Many cafes in Manchester deliver vegan and vegetarian alternatives, but for tasty food, Earth Café takes the crown. Given the brand, it would come an as little surprise that Earth Café offers 100% gluten-free and vegan products, and for those who don’t want soy milk, the only dairy they offer is hot beverages. Their food is free from preservatives and chemical additives and all items are ethically sourced and predominantly sustainable. Since there is a different street entry for those who do not wish to travel via the centre itself, the café is located inside the Manchester Buddhist Centre.
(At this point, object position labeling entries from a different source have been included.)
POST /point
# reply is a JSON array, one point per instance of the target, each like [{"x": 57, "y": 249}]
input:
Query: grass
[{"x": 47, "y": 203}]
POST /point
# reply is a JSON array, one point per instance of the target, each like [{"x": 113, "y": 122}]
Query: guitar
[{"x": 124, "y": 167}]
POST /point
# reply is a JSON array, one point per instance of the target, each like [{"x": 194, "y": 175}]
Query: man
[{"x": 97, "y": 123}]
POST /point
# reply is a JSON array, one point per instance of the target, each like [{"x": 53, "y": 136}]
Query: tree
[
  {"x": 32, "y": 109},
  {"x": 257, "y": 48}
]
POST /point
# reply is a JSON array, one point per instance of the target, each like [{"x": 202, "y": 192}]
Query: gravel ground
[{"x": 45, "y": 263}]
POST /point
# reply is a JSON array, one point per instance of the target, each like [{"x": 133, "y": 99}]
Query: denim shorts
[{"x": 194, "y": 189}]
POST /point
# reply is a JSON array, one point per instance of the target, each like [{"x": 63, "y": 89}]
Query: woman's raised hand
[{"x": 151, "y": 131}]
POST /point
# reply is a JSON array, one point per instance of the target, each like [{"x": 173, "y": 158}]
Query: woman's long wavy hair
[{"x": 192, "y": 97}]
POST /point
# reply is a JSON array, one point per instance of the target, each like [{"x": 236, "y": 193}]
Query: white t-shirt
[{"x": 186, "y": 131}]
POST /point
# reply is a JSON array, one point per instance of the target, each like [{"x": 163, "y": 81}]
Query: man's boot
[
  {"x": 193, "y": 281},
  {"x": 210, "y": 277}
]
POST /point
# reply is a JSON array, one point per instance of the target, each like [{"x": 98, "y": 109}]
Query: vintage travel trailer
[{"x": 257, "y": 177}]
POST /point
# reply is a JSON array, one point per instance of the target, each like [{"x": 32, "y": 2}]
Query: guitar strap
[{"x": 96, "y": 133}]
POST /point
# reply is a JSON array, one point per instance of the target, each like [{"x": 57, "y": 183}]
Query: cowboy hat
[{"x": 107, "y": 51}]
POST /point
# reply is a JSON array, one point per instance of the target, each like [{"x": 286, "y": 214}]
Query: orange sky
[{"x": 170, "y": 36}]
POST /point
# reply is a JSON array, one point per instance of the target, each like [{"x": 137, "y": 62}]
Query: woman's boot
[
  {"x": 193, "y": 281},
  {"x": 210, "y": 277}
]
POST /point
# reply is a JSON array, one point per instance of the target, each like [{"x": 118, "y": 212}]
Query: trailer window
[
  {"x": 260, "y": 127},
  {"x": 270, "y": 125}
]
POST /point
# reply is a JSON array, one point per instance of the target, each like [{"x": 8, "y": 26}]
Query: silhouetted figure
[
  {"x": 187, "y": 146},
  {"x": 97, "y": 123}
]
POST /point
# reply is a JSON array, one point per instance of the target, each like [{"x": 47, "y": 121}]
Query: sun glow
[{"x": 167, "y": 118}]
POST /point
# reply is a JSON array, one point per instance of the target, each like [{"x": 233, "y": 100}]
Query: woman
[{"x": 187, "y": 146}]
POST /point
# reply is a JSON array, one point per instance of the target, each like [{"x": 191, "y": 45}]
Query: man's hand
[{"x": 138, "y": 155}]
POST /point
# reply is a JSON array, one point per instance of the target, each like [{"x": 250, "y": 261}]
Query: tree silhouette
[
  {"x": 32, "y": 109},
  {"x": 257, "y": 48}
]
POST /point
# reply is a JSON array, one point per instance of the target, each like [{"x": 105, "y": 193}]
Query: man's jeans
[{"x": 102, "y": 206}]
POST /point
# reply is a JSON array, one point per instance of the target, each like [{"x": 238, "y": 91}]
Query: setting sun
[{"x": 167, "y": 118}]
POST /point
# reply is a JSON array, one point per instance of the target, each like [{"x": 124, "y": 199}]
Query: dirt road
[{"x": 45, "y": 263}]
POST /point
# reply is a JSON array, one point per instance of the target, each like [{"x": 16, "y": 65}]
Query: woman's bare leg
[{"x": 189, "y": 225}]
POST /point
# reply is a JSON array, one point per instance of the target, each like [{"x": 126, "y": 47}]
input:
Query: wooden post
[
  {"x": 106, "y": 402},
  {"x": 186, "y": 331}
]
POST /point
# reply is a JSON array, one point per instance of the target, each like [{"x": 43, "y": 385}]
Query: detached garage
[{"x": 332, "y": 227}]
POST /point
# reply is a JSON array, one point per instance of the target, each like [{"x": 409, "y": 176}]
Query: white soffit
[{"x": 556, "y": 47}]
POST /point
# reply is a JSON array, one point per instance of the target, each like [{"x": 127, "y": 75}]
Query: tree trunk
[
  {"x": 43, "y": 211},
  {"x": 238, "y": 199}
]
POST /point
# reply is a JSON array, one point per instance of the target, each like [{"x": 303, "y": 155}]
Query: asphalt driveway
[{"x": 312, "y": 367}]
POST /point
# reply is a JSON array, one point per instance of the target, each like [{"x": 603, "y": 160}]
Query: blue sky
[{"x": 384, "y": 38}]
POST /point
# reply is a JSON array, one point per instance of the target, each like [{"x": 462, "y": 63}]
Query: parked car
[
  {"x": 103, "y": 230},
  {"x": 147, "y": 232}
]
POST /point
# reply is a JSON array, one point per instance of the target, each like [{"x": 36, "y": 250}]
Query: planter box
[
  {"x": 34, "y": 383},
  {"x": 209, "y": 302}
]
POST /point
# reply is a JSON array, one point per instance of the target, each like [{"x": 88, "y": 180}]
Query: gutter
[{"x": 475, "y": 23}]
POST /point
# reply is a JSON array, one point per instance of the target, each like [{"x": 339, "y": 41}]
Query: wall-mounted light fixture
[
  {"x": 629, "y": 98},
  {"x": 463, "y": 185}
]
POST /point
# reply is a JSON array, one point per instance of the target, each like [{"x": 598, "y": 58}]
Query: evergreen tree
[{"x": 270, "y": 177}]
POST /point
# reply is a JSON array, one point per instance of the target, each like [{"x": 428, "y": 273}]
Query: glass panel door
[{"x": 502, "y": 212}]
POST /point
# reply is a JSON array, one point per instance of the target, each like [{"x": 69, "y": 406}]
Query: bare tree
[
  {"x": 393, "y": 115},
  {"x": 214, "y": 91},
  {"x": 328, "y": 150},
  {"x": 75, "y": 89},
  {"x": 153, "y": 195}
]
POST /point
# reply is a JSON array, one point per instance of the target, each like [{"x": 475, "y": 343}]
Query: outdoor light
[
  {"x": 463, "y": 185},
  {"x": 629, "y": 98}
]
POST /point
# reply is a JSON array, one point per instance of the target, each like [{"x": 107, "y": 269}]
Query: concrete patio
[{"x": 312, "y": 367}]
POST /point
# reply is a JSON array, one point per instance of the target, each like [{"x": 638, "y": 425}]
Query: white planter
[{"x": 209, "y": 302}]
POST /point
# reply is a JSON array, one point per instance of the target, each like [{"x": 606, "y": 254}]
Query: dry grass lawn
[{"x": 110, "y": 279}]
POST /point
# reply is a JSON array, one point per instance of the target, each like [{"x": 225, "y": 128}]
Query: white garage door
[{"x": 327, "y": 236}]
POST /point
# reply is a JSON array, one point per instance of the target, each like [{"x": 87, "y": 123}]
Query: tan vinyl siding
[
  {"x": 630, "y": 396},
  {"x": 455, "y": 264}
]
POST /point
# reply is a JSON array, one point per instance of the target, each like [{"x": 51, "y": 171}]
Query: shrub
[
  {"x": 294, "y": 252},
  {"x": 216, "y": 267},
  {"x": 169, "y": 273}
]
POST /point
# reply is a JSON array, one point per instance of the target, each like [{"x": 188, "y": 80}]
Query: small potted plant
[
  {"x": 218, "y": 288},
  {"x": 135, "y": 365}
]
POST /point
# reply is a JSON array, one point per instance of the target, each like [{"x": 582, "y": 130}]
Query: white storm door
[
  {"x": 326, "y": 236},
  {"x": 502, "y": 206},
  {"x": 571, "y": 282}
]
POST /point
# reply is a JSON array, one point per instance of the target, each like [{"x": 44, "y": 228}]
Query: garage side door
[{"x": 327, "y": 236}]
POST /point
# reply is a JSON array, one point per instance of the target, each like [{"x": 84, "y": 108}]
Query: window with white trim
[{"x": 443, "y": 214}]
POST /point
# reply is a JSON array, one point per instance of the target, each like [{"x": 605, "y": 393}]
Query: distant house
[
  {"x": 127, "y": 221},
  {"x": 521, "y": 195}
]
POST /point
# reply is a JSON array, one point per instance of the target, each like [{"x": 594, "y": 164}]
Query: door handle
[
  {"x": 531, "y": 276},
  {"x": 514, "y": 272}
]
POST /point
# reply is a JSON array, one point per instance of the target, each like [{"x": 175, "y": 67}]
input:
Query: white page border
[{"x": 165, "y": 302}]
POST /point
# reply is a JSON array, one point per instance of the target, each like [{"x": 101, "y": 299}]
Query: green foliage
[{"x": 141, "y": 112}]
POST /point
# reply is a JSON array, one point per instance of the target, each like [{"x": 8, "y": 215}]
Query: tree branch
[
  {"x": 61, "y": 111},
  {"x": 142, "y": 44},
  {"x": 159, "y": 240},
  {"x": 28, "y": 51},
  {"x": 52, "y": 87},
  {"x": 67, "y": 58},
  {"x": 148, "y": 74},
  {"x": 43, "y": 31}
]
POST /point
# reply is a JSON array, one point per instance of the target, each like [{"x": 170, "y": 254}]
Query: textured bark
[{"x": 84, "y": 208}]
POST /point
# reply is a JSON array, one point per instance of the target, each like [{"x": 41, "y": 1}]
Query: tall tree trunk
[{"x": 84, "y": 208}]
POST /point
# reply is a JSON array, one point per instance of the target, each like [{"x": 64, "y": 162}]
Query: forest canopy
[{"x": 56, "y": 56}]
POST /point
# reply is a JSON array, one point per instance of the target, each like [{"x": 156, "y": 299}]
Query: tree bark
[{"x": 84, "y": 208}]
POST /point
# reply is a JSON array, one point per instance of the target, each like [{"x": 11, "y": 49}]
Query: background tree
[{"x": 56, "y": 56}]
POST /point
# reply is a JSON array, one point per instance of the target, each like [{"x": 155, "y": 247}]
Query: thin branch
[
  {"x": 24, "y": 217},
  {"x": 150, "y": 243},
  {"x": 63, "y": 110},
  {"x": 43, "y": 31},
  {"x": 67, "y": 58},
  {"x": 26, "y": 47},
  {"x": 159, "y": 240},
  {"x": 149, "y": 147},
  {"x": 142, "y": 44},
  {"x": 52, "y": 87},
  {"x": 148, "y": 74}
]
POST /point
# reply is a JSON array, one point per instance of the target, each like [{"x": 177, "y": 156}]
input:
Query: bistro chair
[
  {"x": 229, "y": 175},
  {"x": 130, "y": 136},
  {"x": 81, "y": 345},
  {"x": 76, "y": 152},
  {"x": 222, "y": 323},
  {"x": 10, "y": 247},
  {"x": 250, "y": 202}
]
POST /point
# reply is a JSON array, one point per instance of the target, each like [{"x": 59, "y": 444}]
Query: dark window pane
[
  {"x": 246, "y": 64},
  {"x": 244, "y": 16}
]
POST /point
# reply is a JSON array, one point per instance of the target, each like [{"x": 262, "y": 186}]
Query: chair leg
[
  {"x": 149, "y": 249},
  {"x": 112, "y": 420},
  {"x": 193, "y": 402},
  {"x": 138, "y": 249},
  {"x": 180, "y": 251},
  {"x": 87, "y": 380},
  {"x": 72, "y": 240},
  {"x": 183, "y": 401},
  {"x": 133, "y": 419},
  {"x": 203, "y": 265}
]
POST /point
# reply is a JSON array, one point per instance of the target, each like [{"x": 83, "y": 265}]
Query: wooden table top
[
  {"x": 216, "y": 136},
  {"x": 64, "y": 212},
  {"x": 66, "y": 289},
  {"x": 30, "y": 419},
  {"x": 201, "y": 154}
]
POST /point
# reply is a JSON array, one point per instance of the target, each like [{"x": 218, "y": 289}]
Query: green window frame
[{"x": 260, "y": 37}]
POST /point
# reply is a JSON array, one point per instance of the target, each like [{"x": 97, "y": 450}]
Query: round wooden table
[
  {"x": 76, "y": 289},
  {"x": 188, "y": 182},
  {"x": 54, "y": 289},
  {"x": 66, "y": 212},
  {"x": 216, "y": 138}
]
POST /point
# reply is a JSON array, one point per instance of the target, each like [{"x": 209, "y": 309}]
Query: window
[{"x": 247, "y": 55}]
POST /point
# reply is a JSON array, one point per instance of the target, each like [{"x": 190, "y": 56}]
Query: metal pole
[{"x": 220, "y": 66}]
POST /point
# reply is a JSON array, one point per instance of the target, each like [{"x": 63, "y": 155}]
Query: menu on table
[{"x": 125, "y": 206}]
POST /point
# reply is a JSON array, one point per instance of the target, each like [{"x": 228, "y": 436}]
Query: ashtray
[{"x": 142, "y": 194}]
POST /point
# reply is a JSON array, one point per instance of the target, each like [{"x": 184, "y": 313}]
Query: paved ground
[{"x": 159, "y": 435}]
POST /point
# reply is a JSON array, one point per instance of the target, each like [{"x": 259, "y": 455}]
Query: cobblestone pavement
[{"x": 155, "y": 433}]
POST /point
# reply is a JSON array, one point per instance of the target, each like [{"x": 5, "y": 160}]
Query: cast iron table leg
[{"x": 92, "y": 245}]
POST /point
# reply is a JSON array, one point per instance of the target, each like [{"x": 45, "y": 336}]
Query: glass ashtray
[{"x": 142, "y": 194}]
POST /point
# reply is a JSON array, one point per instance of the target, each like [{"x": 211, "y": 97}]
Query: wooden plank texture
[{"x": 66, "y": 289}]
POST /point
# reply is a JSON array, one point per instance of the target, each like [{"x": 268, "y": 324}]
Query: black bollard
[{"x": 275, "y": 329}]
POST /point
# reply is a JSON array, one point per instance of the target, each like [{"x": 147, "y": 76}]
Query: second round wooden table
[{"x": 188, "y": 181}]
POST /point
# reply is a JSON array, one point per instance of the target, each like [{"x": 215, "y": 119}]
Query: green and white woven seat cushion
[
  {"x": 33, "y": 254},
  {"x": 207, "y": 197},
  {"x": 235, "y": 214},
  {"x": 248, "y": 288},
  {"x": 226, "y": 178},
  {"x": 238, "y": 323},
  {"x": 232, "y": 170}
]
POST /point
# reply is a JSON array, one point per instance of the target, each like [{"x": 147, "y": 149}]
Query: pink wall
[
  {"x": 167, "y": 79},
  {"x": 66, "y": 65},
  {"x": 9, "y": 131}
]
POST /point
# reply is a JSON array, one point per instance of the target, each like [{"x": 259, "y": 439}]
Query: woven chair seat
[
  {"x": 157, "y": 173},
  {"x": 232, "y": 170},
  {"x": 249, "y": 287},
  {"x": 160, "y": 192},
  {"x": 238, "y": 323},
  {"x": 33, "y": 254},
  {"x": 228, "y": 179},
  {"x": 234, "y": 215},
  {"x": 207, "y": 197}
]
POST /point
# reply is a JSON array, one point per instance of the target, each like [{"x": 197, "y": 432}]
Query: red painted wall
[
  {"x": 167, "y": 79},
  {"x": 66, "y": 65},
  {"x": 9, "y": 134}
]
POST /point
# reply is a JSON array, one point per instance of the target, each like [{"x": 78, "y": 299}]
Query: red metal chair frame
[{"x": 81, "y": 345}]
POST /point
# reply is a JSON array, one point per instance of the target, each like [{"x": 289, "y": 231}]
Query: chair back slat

Expect to wait if you plan to come to Teacup at lunchtime, right after work or at the weekend. This enduringly famous cafe is operated by Mr Scruff, an electronic music maker, DJ and tea lover. The cafe has received a variety of prizes at the Manchester Food and Drink Awards, including the best casual dining experience. A broad variety of loose leaf teas are eligible to sip in or carry home as bagged blends. The hand-roasted coffee comes from Atkinson’s Lancashire Roasters. Breakfast, lunch and dinner are available, as well as cakes and other desserts and where possible, all ingredients are Fairtrade or organic.
Nexus Art Café
Nexus Art Café is the only cafe that also serves as a group art venue in the city centre. As it highlights local talent and innovation in a collection of evolving shows, the artwork alone makes the cafe worth the visit. The cafe is part of the Central Methodist Church, the birthplace of Wesleyan Methodism, and the Christian ideals of imagination, fellowship and faith are surrounded by its core ethos, functioning as both a cafe and a community space. The meal consists mostly of salads, jacket potatoes and soup. They are all locally sourced ingredients and include a selection of homemade specials that are made to order.
All of these are our favourite cafes in Manchester and are definitely worth a visit.